The most recent Premier League season is now but a distant memory and various honours have been deservedly bestowed upon those who shined for their respective clubs.
But what about the underperforming players whose displays were wholly and consistently inadequate? Here, IBTimes UK's sport writers select their respective worst XIs of 2016-17...
There is little doubt that Pep Guardiola's decision to swap Joe Hart with Claudio Bravo cost Manchester City a tilt at the title.
John Stones has also proved that every explanation as to his complete loss of form does not start with the words ''Roberto Martinez''.
Elsewhere, Leicester's mid-season revival was unable to drag Christian Fuchs or Riyad Mahrez along with it; Jordon Ibe has justified Liverpool's decision to allow him to join Bournemouth with some irrelevant displays; and Southampton's Sofiane Boufal has become the subject of derision among usually forgiving home fans since his record arrival from Lille.
The return of one goal from a £15m investment means Borja Baston gives Vincent Janssen and Odion Ighalo's campaigns an encouraging sheen.
This team could have a distinctively red and white feel to it but for the sake of keeping things interesting, I've limited the Sunderland contingent to just three players. How Chelsea managed to prise £8m from the Black Cats for Papy Djilobodji should be studied at Harvard Business School. Like his spell at Borussia Dortmund last season, Adnan Januzaj lost interest in his loan stint after a couple of weeks and by the sound of things, Sunderland fans would not want him back next season even if he came on a free.
Given his limited abilities, Francis Coquelin's sole job is breaking up opposition play. Unfortunately for him, it's a job he fails so spectacularly at too often. Jack Wilshere's loan spell on the south coast has shown he is still light years away from his best, while Moussa Sissoko's inclusion goes without saying.
Brad Guzan earns the questionable honour of making the line-up over Bravo for being truly and utterly shocking. Three Sunderland defenders waltz into the back four, all as hopeless as each other, while Nicolas Otamendi gets the nod due to his rashness and woeful decision-making.
Coquelin, Mark Noble and Wayne Rooney plod around the midfield thinking of happier days, while the ineffective Ahmed Musa, the incapable Vincent Janssen and the infuriating Sissoko form an anemic attacking triumvirate.
It took all of my willpower not to just list Sunderland's most frequent starting XI here in tribute to a truly wretched campaign under David Moyes that was evidently doomed from the very beginning. Instead I've limited it to just two Black Cats, while Arthur Masuaku and Simone Zaza are poster boys for what was, in retrospect, a particularly woeful summer window for Slaven Bilic and West Ham. The latter left for Valencia in January, since when he has notched six goals and generally impressed. Go figure.

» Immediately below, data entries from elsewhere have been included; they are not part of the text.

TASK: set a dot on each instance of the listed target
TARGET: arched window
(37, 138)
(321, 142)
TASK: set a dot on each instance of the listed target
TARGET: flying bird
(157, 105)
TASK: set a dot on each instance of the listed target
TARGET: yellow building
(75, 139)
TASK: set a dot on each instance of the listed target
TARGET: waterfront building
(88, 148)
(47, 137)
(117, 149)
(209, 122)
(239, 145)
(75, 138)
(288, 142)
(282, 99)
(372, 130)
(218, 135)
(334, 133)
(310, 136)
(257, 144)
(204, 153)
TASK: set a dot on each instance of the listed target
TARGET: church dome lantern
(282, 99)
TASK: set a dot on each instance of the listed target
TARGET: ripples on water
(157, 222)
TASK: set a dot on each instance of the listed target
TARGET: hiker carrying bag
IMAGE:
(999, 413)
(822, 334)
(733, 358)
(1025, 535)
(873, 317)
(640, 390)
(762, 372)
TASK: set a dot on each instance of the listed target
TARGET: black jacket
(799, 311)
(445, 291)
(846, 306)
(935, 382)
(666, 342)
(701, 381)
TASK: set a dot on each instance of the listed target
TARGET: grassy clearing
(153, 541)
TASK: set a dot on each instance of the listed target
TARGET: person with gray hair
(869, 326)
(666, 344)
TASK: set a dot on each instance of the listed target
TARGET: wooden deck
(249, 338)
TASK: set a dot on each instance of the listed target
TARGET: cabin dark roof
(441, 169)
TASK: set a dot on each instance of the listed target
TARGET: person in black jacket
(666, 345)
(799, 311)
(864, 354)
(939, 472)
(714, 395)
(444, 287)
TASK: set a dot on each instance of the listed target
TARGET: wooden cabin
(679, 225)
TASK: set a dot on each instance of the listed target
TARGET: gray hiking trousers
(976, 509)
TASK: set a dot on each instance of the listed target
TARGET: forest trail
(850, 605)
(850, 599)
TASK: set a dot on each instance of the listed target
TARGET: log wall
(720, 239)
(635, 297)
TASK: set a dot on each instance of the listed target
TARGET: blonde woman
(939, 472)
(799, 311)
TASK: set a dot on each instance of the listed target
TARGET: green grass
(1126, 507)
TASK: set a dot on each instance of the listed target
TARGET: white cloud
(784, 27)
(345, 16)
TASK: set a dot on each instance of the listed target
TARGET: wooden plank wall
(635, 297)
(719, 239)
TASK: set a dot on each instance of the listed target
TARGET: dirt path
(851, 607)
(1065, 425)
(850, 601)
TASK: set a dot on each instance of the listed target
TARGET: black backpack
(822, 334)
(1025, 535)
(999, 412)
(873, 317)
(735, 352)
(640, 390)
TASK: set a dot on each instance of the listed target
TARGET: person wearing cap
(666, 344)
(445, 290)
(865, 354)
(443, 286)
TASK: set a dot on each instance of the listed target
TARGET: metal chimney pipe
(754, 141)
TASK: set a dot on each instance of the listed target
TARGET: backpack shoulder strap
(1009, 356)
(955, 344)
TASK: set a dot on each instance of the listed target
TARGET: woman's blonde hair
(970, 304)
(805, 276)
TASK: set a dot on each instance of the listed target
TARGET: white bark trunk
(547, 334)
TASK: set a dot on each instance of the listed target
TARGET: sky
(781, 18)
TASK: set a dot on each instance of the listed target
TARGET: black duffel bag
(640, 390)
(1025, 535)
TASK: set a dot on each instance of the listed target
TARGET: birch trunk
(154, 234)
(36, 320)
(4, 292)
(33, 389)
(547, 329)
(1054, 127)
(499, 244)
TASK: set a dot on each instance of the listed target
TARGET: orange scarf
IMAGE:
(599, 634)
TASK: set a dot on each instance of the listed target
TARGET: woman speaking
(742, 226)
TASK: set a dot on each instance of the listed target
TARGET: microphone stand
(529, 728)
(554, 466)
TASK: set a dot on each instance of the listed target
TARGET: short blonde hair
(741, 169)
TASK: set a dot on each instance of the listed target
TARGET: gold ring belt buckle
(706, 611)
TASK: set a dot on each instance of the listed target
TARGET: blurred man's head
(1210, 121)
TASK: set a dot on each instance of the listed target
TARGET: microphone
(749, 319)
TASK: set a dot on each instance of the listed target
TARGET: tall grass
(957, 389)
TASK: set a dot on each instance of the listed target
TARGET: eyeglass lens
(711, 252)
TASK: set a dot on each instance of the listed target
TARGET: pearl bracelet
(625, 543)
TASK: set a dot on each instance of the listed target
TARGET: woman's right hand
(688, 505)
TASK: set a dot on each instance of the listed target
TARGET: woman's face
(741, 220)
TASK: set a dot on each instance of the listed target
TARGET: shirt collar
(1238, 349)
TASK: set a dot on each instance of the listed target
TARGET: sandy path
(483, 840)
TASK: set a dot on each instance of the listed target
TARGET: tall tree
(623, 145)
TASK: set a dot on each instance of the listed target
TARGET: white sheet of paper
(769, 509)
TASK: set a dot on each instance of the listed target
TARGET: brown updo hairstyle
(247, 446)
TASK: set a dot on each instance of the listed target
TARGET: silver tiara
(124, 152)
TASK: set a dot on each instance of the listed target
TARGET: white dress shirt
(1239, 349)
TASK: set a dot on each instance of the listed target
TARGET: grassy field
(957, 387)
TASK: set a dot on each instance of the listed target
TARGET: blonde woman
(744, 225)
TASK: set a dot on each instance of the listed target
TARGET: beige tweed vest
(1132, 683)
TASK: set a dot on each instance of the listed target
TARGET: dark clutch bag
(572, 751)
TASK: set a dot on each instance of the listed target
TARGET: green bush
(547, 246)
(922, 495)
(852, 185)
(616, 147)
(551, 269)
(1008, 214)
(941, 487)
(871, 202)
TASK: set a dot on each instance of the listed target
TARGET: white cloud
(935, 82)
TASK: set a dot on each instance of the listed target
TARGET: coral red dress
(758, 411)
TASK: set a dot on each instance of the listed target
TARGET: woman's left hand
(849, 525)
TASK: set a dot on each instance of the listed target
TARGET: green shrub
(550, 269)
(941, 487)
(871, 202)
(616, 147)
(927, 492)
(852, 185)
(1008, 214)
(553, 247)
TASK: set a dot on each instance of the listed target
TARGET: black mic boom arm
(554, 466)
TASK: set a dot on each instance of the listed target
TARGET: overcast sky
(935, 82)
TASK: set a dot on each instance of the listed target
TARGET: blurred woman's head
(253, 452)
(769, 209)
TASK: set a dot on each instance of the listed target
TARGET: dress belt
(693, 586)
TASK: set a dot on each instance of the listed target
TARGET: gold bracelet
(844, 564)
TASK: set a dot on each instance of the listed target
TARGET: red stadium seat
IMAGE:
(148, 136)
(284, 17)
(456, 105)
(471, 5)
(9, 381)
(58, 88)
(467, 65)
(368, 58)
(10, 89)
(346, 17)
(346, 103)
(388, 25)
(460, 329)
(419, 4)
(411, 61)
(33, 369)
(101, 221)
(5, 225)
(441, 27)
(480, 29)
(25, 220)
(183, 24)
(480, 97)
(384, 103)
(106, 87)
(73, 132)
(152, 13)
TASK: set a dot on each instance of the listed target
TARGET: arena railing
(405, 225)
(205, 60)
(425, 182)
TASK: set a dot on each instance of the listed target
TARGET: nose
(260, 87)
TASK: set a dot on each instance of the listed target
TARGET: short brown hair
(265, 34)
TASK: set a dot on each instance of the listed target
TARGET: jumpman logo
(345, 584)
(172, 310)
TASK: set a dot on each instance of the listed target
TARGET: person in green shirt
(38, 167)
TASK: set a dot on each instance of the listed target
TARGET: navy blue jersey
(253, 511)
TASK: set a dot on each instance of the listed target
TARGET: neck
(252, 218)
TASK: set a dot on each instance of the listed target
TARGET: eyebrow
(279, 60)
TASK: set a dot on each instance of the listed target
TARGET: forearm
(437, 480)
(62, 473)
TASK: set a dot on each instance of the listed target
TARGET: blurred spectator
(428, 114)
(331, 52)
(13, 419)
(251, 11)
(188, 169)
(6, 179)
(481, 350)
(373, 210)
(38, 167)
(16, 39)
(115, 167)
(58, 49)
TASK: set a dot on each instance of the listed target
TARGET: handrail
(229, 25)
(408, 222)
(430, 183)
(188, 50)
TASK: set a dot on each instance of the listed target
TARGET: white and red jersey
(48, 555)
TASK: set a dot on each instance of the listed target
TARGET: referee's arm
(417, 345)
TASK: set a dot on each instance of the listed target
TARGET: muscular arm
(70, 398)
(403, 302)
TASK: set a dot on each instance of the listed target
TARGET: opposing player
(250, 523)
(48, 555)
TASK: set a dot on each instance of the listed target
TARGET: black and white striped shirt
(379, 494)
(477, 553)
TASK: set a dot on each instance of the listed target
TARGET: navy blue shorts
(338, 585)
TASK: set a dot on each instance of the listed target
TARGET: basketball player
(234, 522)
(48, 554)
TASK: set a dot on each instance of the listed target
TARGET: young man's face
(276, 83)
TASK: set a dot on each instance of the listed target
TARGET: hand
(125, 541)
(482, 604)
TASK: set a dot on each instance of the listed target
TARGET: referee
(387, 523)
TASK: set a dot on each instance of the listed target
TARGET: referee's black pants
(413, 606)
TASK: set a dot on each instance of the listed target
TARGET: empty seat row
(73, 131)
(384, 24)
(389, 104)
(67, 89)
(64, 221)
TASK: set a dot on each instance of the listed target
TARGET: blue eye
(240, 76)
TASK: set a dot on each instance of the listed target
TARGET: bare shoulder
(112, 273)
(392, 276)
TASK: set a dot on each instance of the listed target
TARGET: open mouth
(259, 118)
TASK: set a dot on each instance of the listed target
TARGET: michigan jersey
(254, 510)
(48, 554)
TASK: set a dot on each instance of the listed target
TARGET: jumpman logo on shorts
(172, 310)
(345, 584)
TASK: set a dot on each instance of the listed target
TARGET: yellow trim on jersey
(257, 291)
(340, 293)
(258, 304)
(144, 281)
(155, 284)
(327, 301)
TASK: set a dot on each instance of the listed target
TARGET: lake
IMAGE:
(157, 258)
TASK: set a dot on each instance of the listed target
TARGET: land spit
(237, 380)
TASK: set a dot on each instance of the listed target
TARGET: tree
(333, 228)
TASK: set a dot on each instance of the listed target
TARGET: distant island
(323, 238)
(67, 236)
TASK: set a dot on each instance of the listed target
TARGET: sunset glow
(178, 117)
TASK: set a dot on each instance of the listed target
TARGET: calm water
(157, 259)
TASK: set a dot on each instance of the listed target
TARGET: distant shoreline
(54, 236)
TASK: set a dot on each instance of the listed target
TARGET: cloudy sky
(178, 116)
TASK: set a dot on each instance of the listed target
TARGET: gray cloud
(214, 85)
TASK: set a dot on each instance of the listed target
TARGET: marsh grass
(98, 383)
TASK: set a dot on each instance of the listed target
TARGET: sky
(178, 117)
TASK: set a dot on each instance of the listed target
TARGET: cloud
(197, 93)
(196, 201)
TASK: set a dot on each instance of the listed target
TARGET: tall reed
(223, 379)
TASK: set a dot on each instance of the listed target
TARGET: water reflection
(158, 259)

Elsewhere, Stones has notably struggled under Guardiola since Manchester City made him the world's second-most expensive defender and Janssen and Sissoko have both been big misses for Tottenham. Former Liverpool winger Ibe, by Eddie Howe's own admission, has been a disappointment since swapping Merseyside for Bournemouth and Antonio Barragan makes the cut chiefly due to his inexcusable penchant for foul throws. Noble has argued publicly with his own fans during a difficult season.
Claudio Bravo arrived to Manchester City with a lot of scrutiny and after a season his doubters have only increased. Not only he has failed to replicate his best days Barcelona but has fuelled the debate over the inconvenience of his signing – and the departure of Joe Hart.
John Stone has also failed to justify his £50m price tag under Pep Guardiola while the entire Sunderland defence could have a place next to them in the worst eleven of the campaign.
The unfortunate signings of Moussa Sissoko and Vincent Janssen explain why Tottenham have not been able to compete with Chelsea for the Premier League title while Wayne Roone has failed to respond those who believe that his best days are already over.
Borja Baston, meanwhile, joined Swansea with high expectations but neither Francesco Guidolin nor Bob Bradely nor Paul Clement have given him a chance to prove why the Welsh paid £15m to lure him away from Atletico Madrid.